INTERLOCUTOR: É meio que reinar no inferno. Diferente da Europa e o jogo de bridge, América do Sul é mais tipo joga as 52 [cartas] para o alto e pega.
BANNON: Eu entendo —’massa crítica’— se você controla o Brasil e 25 países na Europa, isso é vantagem.
Em agosto de 2018 Bannon teve um encontro com Eduardo Bolsonaro em Nova York. Semanas depois, Eduardo foi comemorar o aniversário de Bannon em Washington.
Epstein e Bannon voltaram a conversar sobre o Brasil depois do primeiro turno, em que Bolsonaro venceu Fernando Haddad por 46% a 29%.
INTERLOCUTOR: Não gostei de Bolsonaro chamando qualquer associação com você de ‘fake news’, embora eu compreenda. Eu preferiria um boné MBGA.
BANNON: Tenho de manter a coisa do Jair nos bastidores. Meu poder vem de não ter ninguém me defendendo.
Durante a campanha, Bolsonaro negou que recebia assessoria de Bannon — o que, pelo que escreveu o ideólogo de extrema-direita, é falso.
Em mensagem divulgada anteriormente, Bannon disse a Epstein que teria recebido uma ligação do intelectual Noam Chomksy de dentro da cela do presidente Lula na Polícia Federal.
A esposa de Chomsky, Valéria, divulgou nota desmentindo a chamada. A assessoria de Lula informou que celulares não entravam na sede da Polícia Federal em Curitiba.
Epstein e o Mossad?
Os diálogos reforçam a denúncia de que Epstein e a mulher Ghislaine atuavam informalmente como agentes do Mossad.
No ano passado, o site Drop Site News divulgou dados dos arquivos de Epstein mostrando que ele hospedou em seu apartamento de Manhattan, entre 2013 e 2016, Yoni Koren, um alto oficial de inteligência próximo do ex-primeiro ministro de Israel, Ehud Barak.
E-mails de Barak instruem Epstein a fazer depósitos na conta bancária de Koren, além de entregar a ele um cartão de crédito.
Barak foi primeiro-ministro de Israel de 1999 a 2001 e ministro da Defesa de 2007 a 2013.
Depois de deixar o poder, ele trocou mensagens com Epstein sobre vários negócios, dentre os quais uma empresa que produzia drones em Israel e a venda de uma petrolífera de um bilionário estadunidense.

Numa das mensagens, Jeffrey Epstein escreveu:
Ambos sabemos que, com meu envolvimento em um nível sênior, vocês serão capazes de alcançar, não tantos, mas pelo menos algumas centenas de milhões [de dólares] a mais do que sem minha ajuda.
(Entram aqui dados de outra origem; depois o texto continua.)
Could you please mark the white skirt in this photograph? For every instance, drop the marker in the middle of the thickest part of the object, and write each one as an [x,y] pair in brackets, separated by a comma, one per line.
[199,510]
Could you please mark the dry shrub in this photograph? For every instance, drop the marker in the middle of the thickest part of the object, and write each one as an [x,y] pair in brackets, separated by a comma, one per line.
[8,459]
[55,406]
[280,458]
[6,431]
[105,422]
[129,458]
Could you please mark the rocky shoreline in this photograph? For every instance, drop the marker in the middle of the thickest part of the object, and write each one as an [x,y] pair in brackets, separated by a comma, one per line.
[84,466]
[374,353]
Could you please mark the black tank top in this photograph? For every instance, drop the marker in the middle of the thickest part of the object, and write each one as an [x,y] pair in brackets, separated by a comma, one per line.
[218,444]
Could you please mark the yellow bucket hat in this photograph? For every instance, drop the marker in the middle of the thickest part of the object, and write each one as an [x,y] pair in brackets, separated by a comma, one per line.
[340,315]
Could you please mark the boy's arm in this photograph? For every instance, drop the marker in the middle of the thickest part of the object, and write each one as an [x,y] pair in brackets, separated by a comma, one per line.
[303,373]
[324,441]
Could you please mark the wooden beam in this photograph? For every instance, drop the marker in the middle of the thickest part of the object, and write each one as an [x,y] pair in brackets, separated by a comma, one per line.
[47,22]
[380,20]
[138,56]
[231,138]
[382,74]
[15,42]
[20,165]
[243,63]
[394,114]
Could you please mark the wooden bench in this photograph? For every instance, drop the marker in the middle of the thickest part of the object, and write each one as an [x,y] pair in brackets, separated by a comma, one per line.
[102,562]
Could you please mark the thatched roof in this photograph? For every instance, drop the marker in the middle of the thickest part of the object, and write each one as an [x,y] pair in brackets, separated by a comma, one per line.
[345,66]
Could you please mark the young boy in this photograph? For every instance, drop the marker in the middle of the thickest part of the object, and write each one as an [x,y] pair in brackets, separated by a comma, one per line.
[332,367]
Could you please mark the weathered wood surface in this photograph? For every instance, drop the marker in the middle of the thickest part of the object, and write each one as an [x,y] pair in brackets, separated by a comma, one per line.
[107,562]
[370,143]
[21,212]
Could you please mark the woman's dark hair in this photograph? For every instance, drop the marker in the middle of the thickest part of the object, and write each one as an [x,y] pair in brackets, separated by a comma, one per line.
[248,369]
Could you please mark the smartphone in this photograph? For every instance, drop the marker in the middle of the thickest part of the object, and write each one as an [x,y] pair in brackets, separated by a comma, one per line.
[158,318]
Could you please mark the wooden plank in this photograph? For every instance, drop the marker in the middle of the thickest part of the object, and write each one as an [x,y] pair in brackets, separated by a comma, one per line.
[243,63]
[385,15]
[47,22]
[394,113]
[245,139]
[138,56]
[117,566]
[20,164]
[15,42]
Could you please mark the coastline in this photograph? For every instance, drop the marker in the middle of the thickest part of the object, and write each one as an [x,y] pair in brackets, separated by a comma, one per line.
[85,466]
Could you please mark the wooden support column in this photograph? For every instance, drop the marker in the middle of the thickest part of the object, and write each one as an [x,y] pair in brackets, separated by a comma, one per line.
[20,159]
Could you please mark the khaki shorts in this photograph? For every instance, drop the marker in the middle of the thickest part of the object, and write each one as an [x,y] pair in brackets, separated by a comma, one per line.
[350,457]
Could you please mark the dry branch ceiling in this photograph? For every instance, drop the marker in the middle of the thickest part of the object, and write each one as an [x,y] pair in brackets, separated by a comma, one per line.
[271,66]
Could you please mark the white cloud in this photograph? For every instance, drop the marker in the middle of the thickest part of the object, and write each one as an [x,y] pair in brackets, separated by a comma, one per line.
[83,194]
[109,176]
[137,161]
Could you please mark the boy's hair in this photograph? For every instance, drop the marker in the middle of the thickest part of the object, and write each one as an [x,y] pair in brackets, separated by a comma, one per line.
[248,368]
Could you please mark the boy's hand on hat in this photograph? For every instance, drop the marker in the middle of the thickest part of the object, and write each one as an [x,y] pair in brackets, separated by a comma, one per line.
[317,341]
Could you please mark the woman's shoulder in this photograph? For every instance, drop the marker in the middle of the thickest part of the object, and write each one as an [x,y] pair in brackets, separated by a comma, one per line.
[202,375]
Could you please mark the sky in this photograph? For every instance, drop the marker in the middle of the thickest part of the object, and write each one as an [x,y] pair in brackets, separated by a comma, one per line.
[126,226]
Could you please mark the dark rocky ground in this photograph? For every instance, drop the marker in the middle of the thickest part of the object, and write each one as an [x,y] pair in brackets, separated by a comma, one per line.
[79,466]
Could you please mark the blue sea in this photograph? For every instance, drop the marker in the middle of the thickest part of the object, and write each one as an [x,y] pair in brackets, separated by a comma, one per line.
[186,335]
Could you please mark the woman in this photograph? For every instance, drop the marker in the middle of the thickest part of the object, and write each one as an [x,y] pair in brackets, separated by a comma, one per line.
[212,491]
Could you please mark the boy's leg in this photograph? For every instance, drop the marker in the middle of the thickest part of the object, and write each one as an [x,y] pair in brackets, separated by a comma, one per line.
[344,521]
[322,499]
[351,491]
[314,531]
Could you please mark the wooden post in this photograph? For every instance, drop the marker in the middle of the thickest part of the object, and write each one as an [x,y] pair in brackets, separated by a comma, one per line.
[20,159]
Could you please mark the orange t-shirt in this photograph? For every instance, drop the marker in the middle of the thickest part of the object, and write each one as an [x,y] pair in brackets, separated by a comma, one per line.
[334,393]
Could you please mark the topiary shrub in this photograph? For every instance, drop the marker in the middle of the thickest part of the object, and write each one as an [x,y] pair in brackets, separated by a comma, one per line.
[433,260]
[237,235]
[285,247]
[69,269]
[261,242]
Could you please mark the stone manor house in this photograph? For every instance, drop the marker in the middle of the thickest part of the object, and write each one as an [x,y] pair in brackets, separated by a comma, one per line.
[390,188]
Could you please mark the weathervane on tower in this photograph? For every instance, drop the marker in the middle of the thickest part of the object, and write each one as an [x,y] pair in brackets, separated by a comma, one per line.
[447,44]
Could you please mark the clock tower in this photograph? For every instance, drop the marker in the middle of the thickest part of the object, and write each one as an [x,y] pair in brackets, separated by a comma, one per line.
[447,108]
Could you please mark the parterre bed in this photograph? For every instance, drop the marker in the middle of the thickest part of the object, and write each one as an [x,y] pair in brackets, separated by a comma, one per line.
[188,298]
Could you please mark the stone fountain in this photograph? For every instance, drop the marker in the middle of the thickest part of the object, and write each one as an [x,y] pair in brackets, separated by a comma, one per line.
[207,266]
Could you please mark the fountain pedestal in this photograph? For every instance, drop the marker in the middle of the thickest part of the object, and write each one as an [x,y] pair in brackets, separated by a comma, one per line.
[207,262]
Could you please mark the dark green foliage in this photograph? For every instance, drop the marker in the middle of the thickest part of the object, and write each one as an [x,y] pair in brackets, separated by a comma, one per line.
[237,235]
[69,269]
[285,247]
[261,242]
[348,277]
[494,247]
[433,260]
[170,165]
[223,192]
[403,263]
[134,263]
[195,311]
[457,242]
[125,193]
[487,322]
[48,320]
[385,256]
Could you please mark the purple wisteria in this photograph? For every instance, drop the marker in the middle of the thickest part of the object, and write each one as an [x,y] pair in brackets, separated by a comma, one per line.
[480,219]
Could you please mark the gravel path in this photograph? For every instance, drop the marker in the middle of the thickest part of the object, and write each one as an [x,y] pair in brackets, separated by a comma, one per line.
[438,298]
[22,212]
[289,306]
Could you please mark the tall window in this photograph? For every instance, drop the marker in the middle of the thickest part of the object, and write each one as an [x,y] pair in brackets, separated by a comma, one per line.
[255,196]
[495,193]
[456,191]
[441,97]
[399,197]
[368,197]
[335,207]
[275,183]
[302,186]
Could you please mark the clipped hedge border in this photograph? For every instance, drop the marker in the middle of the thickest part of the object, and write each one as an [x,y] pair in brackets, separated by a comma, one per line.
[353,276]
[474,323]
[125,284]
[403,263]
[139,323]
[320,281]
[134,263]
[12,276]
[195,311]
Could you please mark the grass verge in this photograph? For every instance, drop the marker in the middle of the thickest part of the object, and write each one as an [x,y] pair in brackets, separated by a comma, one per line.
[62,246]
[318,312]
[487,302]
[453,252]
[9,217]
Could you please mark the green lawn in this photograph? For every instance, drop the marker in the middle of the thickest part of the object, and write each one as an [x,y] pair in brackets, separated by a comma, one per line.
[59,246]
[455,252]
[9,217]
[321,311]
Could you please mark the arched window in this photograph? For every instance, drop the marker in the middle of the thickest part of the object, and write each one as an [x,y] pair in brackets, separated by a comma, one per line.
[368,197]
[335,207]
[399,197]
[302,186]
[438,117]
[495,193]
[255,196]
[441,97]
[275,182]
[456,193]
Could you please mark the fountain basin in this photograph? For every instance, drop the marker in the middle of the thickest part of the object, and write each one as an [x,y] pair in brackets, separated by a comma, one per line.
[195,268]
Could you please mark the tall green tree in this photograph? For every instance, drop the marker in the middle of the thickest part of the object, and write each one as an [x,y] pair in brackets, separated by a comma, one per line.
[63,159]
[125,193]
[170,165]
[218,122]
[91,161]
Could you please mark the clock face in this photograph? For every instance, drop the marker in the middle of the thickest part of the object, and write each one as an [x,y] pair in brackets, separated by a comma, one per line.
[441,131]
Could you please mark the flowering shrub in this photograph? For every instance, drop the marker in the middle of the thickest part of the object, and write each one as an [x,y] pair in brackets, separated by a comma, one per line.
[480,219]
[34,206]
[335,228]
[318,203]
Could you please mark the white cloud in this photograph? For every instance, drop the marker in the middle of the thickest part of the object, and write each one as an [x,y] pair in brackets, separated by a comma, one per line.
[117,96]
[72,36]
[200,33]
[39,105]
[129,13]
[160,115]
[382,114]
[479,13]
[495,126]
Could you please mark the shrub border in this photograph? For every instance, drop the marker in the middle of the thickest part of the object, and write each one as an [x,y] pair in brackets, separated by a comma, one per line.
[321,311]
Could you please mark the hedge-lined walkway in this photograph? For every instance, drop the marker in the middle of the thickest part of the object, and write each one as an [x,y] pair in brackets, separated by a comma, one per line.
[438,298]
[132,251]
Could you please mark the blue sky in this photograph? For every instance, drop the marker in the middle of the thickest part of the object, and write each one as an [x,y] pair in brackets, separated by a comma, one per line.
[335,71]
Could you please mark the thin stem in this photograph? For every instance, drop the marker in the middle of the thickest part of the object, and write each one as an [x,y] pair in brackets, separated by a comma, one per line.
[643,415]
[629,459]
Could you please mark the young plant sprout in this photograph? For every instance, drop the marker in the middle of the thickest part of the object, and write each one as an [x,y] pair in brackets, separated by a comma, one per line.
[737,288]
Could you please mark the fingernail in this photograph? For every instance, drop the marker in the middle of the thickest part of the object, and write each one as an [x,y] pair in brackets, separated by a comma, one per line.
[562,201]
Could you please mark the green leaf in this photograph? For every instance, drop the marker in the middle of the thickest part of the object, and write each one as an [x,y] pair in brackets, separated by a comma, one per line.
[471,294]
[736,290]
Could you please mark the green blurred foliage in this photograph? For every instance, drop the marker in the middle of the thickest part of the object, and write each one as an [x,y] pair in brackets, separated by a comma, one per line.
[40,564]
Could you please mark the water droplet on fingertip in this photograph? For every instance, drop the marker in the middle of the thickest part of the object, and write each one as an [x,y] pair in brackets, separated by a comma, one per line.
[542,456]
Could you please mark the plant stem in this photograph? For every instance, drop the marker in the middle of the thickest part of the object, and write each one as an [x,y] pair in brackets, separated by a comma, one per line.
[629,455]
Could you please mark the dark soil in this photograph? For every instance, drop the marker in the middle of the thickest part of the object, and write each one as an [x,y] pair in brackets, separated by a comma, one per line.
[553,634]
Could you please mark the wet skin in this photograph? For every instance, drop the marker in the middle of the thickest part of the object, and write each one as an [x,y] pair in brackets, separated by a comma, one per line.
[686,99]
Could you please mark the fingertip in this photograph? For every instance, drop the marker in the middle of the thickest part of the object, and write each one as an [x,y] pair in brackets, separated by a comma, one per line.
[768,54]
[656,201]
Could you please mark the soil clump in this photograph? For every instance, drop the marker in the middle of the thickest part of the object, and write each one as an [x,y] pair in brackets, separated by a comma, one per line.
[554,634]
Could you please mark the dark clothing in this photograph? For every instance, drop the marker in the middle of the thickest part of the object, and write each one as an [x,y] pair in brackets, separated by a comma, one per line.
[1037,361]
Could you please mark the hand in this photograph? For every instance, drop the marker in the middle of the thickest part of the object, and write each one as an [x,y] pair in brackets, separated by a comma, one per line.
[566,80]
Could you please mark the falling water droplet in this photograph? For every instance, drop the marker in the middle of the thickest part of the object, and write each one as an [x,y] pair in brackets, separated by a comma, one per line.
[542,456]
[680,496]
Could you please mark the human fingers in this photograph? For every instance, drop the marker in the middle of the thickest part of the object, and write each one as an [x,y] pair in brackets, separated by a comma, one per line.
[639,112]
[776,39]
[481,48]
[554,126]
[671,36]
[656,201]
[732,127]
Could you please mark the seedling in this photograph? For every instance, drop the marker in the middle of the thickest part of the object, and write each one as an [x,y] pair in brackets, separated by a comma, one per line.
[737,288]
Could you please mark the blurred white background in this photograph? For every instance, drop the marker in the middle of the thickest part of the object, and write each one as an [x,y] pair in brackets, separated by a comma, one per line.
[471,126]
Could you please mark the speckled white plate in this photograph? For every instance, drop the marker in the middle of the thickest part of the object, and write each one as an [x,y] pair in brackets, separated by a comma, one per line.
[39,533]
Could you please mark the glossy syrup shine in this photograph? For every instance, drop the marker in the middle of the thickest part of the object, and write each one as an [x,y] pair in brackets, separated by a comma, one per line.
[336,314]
Até o momento, vocês não apresentaram uma proposta concreta e, embora eu esteja disposto a prosseguir, precisaria de uma oferta firme e séria para isso.
Robert Maxwell, o bilionário que foi dono de tabloides britânicos, é pai de Ghislaine. A ele é atribuído o recrutamento de Epstein. Maxwell sempre negou relação com os serviços de inteligência de Israel.
O repórter Seymour M. Hersh, conhecido por seus furos de reportagem, publicou um livro em que denunciou que Maxwell colocou como editor de notícias internacionais de seu tabloide de maior circulação o espião israelense Nicholas Davies.
O primeiro-ministro de Israel, Benjamin Netanyahu, que antecedeu e sucedeu Barak no poder e sob o qual Ehud serviu como ministro da Defesa, jamais escondeu sua simpatia pela família Bolsonaro.
Recentemente, Flávio Bolsonaro foi recebido por ele em Israel e fez um discurso acusando o presidente Lula de ser “antissemita”.